For the four years during which Dr. Duncombe was a member the Legislature of Upper Canada, his efforts to promote the cause of education were unceasing. With the exception of Mr. Burwell, who devoted himself almost entirely to the interests of education in the House, none excelled Dr. Duncombe in his zeal for the cause of public education. His efforts were chiefly directed to awaken an interest amongst his fellow members in the subject generally, and especially on behalf of the education of the deaf and dumb, in asylums for the insane, in prison discipline and similar matters. At length his efforts in the session of 1835 culminated in the appointment, by resolution of the House of Assembly, of Doctors Charles Duncombe, Thomas D. Morrison and William Bruce, Commissioners, to enquire, amongst other things, into "the system and management of schools and colleges" in the United States and elsewhere. Two of these commissioners deputed their colleague, Dr. Duncombe, to "go on a journey to the United States, or elsewhere, to obtain such information as is desired by a resolution" of the House of Assembly in that behalf. Six hundred dollars were granted by the House to defray the expenses of this enquiry.

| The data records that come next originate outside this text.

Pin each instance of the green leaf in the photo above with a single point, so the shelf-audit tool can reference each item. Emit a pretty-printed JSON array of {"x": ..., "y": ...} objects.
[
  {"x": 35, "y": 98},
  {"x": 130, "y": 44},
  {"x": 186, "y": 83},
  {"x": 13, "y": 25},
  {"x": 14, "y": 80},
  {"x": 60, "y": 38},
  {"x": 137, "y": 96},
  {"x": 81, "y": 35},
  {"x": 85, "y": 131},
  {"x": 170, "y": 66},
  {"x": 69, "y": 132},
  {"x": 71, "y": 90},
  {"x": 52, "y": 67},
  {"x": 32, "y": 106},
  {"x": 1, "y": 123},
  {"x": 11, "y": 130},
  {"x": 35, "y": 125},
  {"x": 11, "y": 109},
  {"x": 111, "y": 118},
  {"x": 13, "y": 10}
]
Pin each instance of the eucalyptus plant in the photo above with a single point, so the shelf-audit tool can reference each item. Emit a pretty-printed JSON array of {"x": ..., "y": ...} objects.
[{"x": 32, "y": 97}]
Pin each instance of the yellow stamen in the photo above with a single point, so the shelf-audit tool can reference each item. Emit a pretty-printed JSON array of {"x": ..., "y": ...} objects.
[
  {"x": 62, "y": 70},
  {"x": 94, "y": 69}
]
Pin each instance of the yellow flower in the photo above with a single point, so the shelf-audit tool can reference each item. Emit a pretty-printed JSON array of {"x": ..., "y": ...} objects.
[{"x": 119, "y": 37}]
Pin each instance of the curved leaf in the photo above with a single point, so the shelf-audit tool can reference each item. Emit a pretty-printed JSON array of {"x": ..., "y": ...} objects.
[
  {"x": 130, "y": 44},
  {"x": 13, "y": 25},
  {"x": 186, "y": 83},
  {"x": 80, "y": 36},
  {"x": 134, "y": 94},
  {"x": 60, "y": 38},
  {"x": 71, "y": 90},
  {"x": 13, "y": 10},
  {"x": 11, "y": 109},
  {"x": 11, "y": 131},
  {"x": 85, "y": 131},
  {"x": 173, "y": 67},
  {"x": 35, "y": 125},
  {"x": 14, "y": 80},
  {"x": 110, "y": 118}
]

Late in 1835 Dr. Duncombe went on his mission of enquiry to the United States, and visited literary institutions in the Western, Middle, Eastern and some of the Southern States of the Union. He also obtained detailed information as to education in England, France and Prussia, and embodied the result in an elaborate report of nearly sixty pages and an appendix of one hundred and sixty pages. To this report he annexed the draft of a School Bill, extending to twenty-two pages, with a variety of forms and instructions appended. The whole document embraced two hundred and sixty pages of printed matter. The report is minute and exhaustive in its treatment of the subject in hand, although somewhat discursive and speculative in many parts. It is, nevertheless, in the light of to-day, both interesting and instructive. It presents a vivid picture, and not a very flattering one, of the condition of education in the United States and in Europe. Its discussions of special subjects—such as female education, classical studies, the management of colleges and universities, etc., etc.—are fair and enlightened, and, on the whole, intelligent and practical in their character.

It is clear that the Legislative Council of the day did not sympathize with Dr. Duncombe and his colleagues in their zeal for popular education.

The bill which he had so carefully prepared, although adopted by the House of Assembly by a vote of 35 to 10, early in 1836 failed to receive the sanction of the Council. His proposition to increase the common school grant from $22,600 to $80,000 per annum was considered too great a step in advance, and was not therefore pressed to a vote in the House of Assembly. He, however, got two influential committees appointed to deal with the questions of public education and school lands. These committees were subsequently united and enlarged. They did good service and kept public interest awakened as to the value of the important subjects entrusted to them.

Analysis of Dr. Duncombe's Report on Education, 1836.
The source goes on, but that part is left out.